Good quests are ussualy ones that give basic guidelines, for example don't tell them to get a silverwood staff core, without telling to get something like a thaumomicon.
Reward bags should have a nice spread of garbage, general materials(iron, diamonds, etc) and a few basically game changers. In my opinion ME^4 reward bags were well made, only because of the amount of reward bags you receive. So give them at a steady rate, so they give a small source of helpful items, while not only giving you complete junk.
Ones that provide a meaningful gameplay experience/achievement.
Grinding XXXX amount of resources is a chore, not an achievement- unless you're driving a specific automation challenge
(in which case the achievement/gameplay is in the machinery and not the itemcount).
Likewise 'rewards'- thematically appropriate, well designed ones periodically unlock new gameplay elements.
This best reward design I've seen is still the original pyramid challenge map, where you had limited resource types- making automation an interesting engineering challenge, and each successful quest unlocked a new resource, giving new machines and mechanics.
I like modpacks with HQM that first help you get started with some crafting quests with rewards that'll help you get introduced in the way the modpack works and how to start using the mods.
after that there's quests that'll ask you to start gathering some resources in low quantities that'll slowly let's you progress with the mods.
at one point you start getting the more difficult quests where getting resources either require you to do numerous steps first, or where you've to do difficult tasks to complete the quests.
with these quests you should be plenty experience with the mods and you'll probably have already started doing your own kinds of builds with the mods.
at the end there's the real hardcore quests, which shouldn't be required, but would be a nice addition if you not yet want to stop playing the pack. these quests shouldn't be completely so quickly, but to keep the players entertained you could add some repeatable quests which aren't too hard and could give you nice rewards (low chance of getting really good rewards to motivate you to keep doing these repeatable quests)
but quests are one thing, the rewards are also very important. if I spend hours completing a quests I also want a reward that's worth doing the quest, otherwise I wouldn't feel satisfied at all with completing the quest.
Personally I dislike "Kill X amount of Mob" quests.

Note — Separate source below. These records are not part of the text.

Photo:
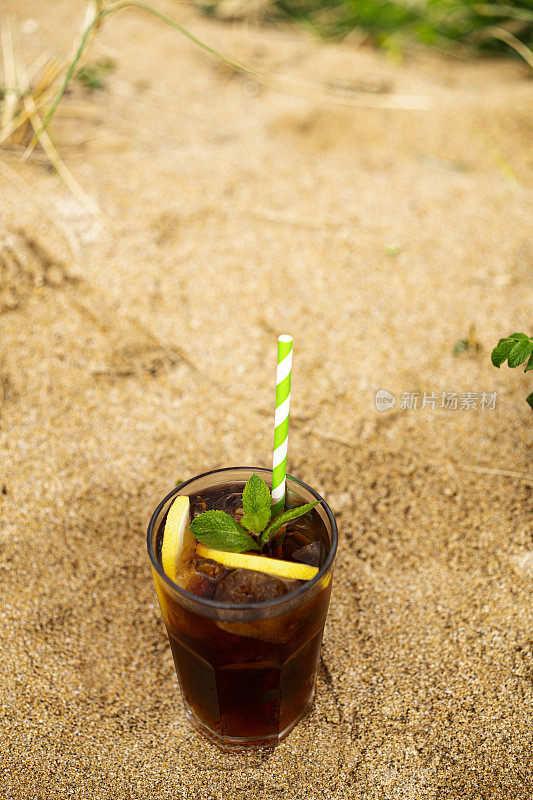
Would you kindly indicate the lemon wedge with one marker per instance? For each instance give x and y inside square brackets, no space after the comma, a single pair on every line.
[178,542]
[272,566]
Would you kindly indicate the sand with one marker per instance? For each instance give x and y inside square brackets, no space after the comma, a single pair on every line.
[239,210]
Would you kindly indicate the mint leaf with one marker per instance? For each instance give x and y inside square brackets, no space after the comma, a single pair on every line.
[294,513]
[256,502]
[521,350]
[501,352]
[218,530]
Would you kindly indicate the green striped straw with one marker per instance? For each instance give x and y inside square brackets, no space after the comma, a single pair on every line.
[281,423]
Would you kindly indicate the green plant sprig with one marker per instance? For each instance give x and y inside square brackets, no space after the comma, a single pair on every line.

They feel like they're just filler to me, and if the purpose is to gather the material they drop, then allow the player to gather that material in a way that they want.
As for rewards, I'd say put an option between a reward bag and an optional item that would make life easier (an example would be, say, a stone lumber axe in the first few quests). I personally would go for the reward bag, because I may have a gambling addiction or something, but others may prefer knowing what they get.
Yes- If represents significantly different pathways; so they player has to make a distinct choice between X or Y, and that choice actually bears some consequence later on in the map.
So choosing Xpath makes certain X-tasks easier, and Y-tasks significantly harder. Both X and Y tasks must be completed- but at no point will the player [or team] have access to both X and Y items.